Money jingles in your pocket.
I grasp mine, fist tight,
short legs pumping to match your stride.
We walk past manicured lawns,
sweet scent of summer flowers,
porch swings empty in the afternoon heat.
You reach for my hand at the corner.
We cross the street and turn.
The house disappears.
For the first time, I am let loose in the world.
The screen door slams behind us.
Fans whirr and cool our sweaty faces.
You head straight to the cooler, its motor droning,
pull out two Nehi’s, orange for you, grape for me.
You slap two nickels on the counter.
I pry open my numb fingers and do the same.
Studying your pensive face as you choose your penny candy,
I wonder why candy picking demands such care.
I quickly pick three licorice whips, waxed lips, and a Mary Jane.
Leaving the store, I hear money jingle in your pocket again.
I have nothing to clutch but my bag of candy and my grape Nehi.
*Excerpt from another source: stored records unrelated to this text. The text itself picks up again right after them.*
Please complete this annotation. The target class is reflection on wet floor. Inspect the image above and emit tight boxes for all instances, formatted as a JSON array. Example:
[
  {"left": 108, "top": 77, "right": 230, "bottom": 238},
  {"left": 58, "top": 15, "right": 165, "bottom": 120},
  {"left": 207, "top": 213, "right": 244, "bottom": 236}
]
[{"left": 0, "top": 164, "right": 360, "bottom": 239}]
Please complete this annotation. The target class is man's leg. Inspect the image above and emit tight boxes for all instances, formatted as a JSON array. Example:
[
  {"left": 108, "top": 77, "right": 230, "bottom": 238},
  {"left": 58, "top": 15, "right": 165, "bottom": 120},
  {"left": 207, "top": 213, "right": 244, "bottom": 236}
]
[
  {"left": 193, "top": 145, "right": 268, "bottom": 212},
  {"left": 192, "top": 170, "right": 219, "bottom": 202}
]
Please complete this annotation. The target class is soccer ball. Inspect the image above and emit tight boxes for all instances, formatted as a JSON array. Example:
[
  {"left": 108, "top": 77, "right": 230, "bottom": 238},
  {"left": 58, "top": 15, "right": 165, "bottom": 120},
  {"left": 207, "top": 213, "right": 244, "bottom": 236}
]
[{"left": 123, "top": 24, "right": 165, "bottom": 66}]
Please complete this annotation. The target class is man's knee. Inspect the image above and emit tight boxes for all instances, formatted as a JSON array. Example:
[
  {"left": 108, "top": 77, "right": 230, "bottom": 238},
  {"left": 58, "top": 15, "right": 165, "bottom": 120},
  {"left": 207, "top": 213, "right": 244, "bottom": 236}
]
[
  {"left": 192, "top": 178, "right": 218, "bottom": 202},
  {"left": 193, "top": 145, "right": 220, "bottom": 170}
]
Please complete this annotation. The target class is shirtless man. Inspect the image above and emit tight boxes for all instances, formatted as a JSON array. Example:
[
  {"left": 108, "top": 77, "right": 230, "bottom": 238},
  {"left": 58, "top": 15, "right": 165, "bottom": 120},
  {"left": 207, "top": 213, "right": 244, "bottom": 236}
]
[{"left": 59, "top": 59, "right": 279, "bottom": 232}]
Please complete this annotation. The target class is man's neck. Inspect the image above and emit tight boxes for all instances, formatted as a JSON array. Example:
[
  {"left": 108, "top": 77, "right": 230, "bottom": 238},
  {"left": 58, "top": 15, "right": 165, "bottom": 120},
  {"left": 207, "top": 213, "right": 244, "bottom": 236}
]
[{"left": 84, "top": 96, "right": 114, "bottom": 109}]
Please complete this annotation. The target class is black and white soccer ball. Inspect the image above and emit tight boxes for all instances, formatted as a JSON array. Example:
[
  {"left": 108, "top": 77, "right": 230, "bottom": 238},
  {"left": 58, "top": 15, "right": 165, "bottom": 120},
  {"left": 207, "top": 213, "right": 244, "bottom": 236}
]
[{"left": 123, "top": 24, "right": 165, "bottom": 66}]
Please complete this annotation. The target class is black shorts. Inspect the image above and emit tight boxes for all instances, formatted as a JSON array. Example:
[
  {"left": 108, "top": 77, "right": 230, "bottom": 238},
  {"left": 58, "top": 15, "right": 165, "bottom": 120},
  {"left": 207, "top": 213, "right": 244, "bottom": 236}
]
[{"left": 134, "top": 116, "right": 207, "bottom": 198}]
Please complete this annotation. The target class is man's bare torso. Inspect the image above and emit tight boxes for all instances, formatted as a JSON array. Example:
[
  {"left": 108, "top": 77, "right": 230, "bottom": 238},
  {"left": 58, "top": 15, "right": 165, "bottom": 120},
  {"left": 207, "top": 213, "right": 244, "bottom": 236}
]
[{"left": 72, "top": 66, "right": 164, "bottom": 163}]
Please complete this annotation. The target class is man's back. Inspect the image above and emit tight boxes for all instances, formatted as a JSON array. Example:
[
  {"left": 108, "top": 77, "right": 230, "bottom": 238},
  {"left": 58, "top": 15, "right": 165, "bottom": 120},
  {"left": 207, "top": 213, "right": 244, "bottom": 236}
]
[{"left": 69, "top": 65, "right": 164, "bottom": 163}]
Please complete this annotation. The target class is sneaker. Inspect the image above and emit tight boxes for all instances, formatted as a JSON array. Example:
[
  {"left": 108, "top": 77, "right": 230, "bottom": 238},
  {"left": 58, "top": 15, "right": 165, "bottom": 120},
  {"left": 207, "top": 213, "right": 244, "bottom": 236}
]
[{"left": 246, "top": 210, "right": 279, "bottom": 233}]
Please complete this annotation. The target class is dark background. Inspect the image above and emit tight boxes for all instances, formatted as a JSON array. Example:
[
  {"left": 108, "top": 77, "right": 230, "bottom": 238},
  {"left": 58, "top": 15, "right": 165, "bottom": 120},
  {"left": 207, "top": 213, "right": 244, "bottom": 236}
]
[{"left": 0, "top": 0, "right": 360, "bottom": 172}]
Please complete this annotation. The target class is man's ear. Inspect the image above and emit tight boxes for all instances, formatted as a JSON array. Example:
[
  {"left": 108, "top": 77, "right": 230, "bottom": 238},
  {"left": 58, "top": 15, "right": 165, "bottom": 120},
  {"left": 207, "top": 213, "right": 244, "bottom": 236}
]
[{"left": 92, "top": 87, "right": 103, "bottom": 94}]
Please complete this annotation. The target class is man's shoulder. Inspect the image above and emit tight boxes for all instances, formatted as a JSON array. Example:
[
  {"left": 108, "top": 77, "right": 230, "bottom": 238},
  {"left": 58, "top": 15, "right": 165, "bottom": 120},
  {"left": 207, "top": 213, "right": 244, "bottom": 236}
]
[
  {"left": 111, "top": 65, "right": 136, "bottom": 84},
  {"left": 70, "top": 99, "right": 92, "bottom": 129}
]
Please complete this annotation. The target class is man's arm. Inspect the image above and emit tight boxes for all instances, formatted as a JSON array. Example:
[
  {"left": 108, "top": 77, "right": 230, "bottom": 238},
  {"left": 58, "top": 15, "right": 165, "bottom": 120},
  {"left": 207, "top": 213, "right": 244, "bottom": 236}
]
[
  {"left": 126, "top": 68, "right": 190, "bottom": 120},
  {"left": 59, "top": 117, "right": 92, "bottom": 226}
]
When we reach the corner, you grab my paper sack
holding my hand as we cross the street.
We walk back leisurely to the house where our family waits,
Mama and Papa, our baby sister,
back to our grandparents, whose house it is.
It has been more than fifty years
since our last summer vacation to that Ohio neighborhood.
Couldn’t find it again, even if I tried.
Rosie’s is surely gone, as is Rosie,
if she ever existed.
No one who waited for us that day
is still waiting. All gone now,
even our baby sister.
But I return there time after time in my mind,
remember how I felt that day with you, dear brother,
the world opening up in a new way,
the adventure around the corner.
I wonder how many adventures
we still have left to share.
One thing I know: When we turn the corner,
we will hold each other’s hand,
walking to Rosie’s all the way.
This is a poem I wrote for my brother. It is such a lovely summer day today, and it made me think of those magic days I got to walk to the store with my brother. Thought I’d share.